Automatic malware categorization using cluster ensemble

  • Authors:
  • Yanfang Ye;Tao Li;Yong Chen;Qingshan Jiang

  • Affiliations:
  • Xiamen University, Xiamen, China;Florida International University, Miami, FL, USA;Kingsoft Corporation, Zhuhai, China;Xiamen University, Xiamen, China

  • Venue:
  • Proceedings of the 16th ACM SIGKDD international conference on Knowledge discovery and data mining
  • Year:
  • 2010

Quantified Score

Hi-index 0.00

Visualization

Abstract

In this paper, resting on the analysis of instruction frequency and function-based instruction sequences, we develop an Automatic Malware Categorization System (AMCS) for automatically grouping malware samples into families that share some common characteristics using a cluster ensemble by aggregating the clustering solutions generated by different base clustering algorithms. We propose a principled cluster ensemble framework for combining individual clustering solutions based on the consensus partition.

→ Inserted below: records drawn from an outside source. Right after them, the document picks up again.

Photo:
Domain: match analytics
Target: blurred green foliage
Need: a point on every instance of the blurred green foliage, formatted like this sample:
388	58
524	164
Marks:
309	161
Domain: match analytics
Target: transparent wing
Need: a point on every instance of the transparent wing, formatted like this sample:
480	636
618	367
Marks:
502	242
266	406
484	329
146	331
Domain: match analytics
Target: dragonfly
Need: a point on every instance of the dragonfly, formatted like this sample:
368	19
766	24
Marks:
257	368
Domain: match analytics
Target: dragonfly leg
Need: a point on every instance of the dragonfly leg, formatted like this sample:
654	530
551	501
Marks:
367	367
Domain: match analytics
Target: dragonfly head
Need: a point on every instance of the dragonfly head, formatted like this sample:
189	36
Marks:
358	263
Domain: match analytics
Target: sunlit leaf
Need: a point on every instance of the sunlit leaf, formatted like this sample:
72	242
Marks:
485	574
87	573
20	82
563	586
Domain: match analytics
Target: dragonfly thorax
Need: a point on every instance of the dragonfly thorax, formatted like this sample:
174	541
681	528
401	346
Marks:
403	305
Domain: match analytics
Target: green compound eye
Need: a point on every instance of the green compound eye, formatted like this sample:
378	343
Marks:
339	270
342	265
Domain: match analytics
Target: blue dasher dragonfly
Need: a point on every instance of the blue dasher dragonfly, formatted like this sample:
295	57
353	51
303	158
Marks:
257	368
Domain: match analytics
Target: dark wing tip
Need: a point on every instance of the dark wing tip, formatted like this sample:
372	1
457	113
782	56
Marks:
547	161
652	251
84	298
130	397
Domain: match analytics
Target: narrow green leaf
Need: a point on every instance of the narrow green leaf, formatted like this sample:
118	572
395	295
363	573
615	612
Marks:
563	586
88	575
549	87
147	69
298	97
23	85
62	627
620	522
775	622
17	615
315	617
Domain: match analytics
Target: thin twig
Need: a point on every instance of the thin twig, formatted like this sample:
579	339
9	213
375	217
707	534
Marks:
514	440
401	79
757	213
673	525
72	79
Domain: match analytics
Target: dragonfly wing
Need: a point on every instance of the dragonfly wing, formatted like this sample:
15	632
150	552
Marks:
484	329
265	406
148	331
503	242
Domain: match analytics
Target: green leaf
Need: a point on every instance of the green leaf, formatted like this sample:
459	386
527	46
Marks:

The domain knowledge in the form of sample-level constraints can be naturally incorporated in the ensemble framework. In addition, to account for the characteristics of feature representations, we propose a hybrid hierarchical clustering algorithm which combines the merits of hierarchical clustering and k-medoids algorithms and a weighted subspace K-medoids algorithm to generate base clusterings. The categorization results of our AMCS system can be used to generate signatures for malware families that are useful for malware detection. The case studies on large and real daily malware collection from Kingsoft Anti-Virus Lab demonstrate the effectiveness and efficiency of our AMCS system.